Soweit der Kläger meint, die genannte Frist habe wegen unzureichender Widerrufsinformation oder sonstigen Vertragsmängeln nicht zu laufen begonnen, trifft dies nicht zu.
Denn die Belehrungs- und Unterrichtungspflicht der Beklagten erstreckte sich nur auf die in den eingangs genannten Vorschriften geforderten Informationen. Diese hat die Beklagte indes sämtlich erteilt: Einer zwingenden Verwendung einer Musterbelehrung bedurfte es nicht; die Verwendung einer solchen ist optional. Mit der gleichwohl erfolgten Wiedergabe des Musters 7 ist die Beklagte jedoch ihren Informationspflichten mehr als nachgekommen:
Die Beklagte hatte den Kläger „entsprechend den Anforderungen des § 514 Abs. 2 Satz 3 über dessen Widerrufsrecht“ zu unterrichten (§ 356 d BGB i.d.F.v. 11.03.2016). § 514 Abs. 2 Satz 3 BGB verweist auf Art. 246 Abs. 3 EGBGB. Dieser verlangt: Einen Hinweis auf das Recht zum Widerruf, einen Hinweis darauf, dass der Widerruf durch Erklärung gegenüber dem Unternehmer erfolgt und keiner Begründung bedarf, den Namen und die ladungsfähige Anschrift desjenigen, gegenüber dem der Widerruf zu erklären ist und einen Hinweis auf Dauer und Beginn der Widerrufsfrist sowie darauf, dass zur Fristwahrung die rechtzeitige Absendung der Widerrufserklärung genügt.
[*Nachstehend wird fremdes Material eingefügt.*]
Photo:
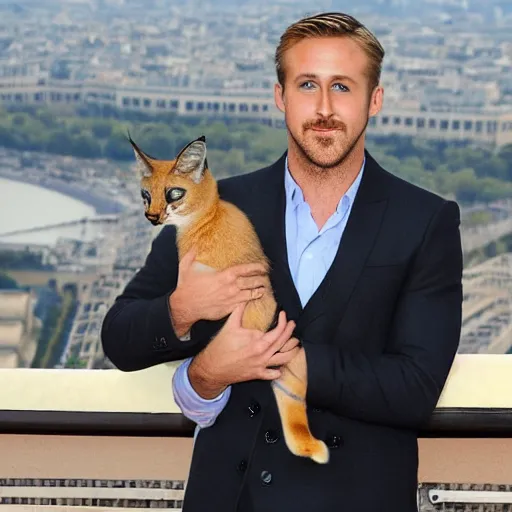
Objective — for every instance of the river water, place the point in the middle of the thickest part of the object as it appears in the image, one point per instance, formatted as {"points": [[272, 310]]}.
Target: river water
{"points": [[23, 206]]}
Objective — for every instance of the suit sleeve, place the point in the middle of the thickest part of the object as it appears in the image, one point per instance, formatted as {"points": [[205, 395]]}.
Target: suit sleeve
{"points": [[137, 330], [402, 386]]}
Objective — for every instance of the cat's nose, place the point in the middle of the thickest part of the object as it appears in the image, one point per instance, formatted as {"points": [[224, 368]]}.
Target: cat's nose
{"points": [[152, 218]]}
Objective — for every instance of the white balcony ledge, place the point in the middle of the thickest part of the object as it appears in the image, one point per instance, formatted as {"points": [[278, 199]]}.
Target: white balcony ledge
{"points": [[477, 399]]}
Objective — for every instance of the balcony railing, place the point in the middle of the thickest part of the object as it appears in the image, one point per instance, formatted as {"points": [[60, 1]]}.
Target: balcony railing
{"points": [[105, 440]]}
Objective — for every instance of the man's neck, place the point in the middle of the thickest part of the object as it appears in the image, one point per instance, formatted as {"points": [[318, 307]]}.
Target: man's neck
{"points": [[324, 188]]}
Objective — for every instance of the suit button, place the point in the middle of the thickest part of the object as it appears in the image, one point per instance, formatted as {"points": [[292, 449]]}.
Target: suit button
{"points": [[266, 477], [254, 409], [334, 441], [160, 343], [271, 436]]}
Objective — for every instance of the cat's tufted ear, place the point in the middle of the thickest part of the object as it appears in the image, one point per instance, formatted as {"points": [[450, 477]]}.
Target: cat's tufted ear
{"points": [[144, 165], [191, 161]]}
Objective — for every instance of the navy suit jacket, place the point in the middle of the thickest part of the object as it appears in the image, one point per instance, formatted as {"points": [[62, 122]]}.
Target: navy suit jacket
{"points": [[380, 334]]}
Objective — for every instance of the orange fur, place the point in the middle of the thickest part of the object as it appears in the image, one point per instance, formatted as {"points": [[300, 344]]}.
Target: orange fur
{"points": [[222, 236]]}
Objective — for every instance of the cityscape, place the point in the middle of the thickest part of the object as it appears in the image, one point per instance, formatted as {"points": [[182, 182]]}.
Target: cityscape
{"points": [[447, 78], [77, 79]]}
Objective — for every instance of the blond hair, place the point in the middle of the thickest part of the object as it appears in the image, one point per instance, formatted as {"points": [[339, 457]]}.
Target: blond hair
{"points": [[332, 24]]}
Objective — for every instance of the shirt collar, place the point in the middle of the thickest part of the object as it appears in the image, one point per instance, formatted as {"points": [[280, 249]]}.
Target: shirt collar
{"points": [[295, 197]]}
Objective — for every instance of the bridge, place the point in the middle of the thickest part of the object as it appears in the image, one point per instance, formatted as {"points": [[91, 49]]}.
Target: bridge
{"points": [[477, 237], [97, 219]]}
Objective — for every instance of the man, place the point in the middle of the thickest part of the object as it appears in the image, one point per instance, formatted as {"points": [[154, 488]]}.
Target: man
{"points": [[367, 268]]}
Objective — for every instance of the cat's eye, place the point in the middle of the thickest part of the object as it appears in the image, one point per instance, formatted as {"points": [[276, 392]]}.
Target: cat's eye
{"points": [[173, 194], [146, 196]]}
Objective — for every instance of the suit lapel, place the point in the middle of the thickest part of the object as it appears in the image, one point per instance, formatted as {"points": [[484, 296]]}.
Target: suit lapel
{"points": [[355, 246], [268, 217], [269, 222]]}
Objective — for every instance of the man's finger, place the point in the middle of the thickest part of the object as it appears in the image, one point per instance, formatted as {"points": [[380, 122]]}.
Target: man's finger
{"points": [[247, 283], [289, 345], [188, 259], [273, 334], [247, 295], [283, 338], [248, 269], [270, 374], [235, 318], [283, 358]]}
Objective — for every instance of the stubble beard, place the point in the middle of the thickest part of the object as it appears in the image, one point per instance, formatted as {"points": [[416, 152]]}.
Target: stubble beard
{"points": [[324, 153]]}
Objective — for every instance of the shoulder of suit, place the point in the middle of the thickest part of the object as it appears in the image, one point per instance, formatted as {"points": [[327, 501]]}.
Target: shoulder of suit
{"points": [[409, 195], [241, 182]]}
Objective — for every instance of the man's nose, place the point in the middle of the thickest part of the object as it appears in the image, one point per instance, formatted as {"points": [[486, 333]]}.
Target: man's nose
{"points": [[324, 107]]}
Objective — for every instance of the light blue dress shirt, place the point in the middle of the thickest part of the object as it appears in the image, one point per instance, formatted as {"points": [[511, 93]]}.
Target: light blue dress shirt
{"points": [[310, 254]]}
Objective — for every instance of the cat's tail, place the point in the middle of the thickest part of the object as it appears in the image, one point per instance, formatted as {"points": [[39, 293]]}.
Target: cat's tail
{"points": [[298, 436]]}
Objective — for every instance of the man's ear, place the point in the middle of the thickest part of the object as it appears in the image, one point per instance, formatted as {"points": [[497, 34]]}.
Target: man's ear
{"points": [[279, 97], [191, 161], [376, 101]]}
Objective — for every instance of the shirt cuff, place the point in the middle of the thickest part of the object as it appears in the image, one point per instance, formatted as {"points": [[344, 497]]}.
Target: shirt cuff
{"points": [[200, 410]]}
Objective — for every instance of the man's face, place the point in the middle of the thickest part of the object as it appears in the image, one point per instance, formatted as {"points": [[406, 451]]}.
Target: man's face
{"points": [[327, 99]]}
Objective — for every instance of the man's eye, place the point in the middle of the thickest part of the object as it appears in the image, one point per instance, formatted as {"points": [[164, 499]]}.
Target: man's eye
{"points": [[173, 194], [342, 87]]}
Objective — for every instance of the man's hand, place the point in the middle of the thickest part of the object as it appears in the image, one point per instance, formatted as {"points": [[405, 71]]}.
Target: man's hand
{"points": [[238, 355], [204, 295]]}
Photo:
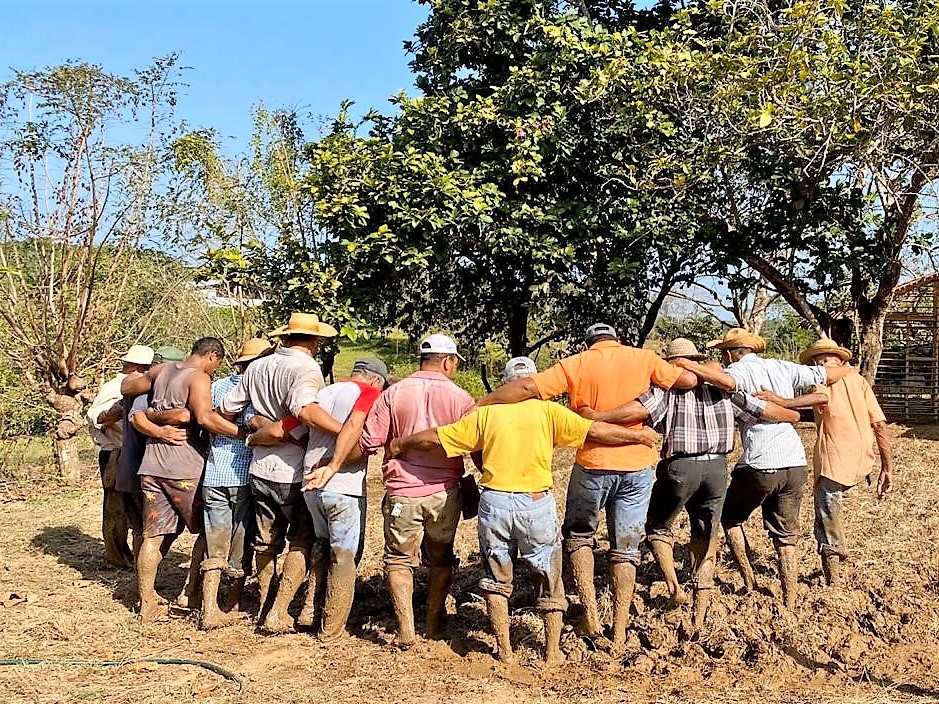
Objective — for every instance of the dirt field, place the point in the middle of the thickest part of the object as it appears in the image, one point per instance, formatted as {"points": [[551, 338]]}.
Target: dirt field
{"points": [[873, 641]]}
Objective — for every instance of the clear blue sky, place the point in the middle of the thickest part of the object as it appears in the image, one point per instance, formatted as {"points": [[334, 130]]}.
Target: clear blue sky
{"points": [[302, 54]]}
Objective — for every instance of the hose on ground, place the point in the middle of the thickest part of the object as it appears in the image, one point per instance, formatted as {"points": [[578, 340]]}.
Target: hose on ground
{"points": [[211, 666]]}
Weiterer Anforderungen bedurfte es nicht; sie sind mit der Widerrufsinformation auf Seite 3 des Darlehensvertrages erfüllt.
Die teilweise Übererfüllung der Informationspflichten der Beklagten und der weitere Vertragsinhalt waren nicht geeignet, den Kläger von der Ausübung seines Widerrufsrechts abzuhalten, das überdies nach § 356 d Satz 2 „spätestens zwölf Monate und 14 Tage nach dem Vertragsschluss“ erloschen war.
Als Fristbeginn ist im Vertrag der Vertragsschluss bezeichnet, bzw. der Erhalt der Pflichtangaben. Dass diese sog. „Kaskadenverweisung“ rechtswirksam ist, hat der Bundesgerichtshof in seiner Entscheidung XI ZR 198/19 bestätigt. Die Pflichtangaben hat die Beklagte mit dem Vertrag und der Europäischen Standardinformation erteilt, ohne dass es darauf ankäme, da es der Erfordernisse des Art. 247 EGBGB - wie dargelegt - nicht bedurfte.
Soweit der Kläger das Aufrechnungsverbot als Widerrufshemmnis ansieht, mag ein solches Verbot wegen Unbilligkeit nicht durchsetzbar sein; einen Einfluss auf die Wirksamkeit der Widerrufsinformation als solcher hat es nach ständiger Rechtsprechung des erkennenden Senats und des BGH (Urteil vom 17.09.2019, NJW 2020, 334 m.w.N.) nicht.
Was einen behaupteten Widerspruch zwischen den allgemeinen Geschäftsbedingungen und der Widerrufsinformation angeht, so begründet dies ebenfalls kein weitergehendes Widerrufsrecht.
Schließlich begegnet auch die grafische Gestaltung des Vertrags und der Widerrufsinformation keinen Bedenken, da die Lesbarkeit durch Überschriften, Einrahmungen und Kürze der Informationen nicht zu beanstanden ist.
Die weiteren Einwendungen des Klägers hat der Senat geprüft und für nicht durchgreifend erachtet.
Nach alledem kommt es auf die beklagtenseits erklärte Hilfsaufrechnung und einen eventuellen Rechtsmissbrauch des Klägers nicht mehr an.
Das Passivrubrum war entsprechend der erfolgten Verschmelzung zu berichtigen.
Den Wert hat das Berufungsgericht entsprechend den klägerischen Anträgen in erster und zweiter Instanz festgesetzt. Soweit das Landgericht hierzu angenommen hat, der Kläger wolle insgesamt auch eine Befreiung von der Zinslast durchgesetzt wissen und auch die Rückzahlung seiner Anzahlung reklamiere, ändert dies nichts an der Tatsache, dass der Kläger nur den mit der Klagesumme bezifferten Streitgegenstand anhängig gemacht und zur Entscheidung gestellt hat. Dieser Betrag war demnach auch der Streitwertfestsetzung in erster Instanz zugrundezulegen.
Eine Zulassung der Revision war nicht angezeigt, da sämtliche zu entscheidenden Rechtsfragen bereits höchstrichterlich geklärt sind.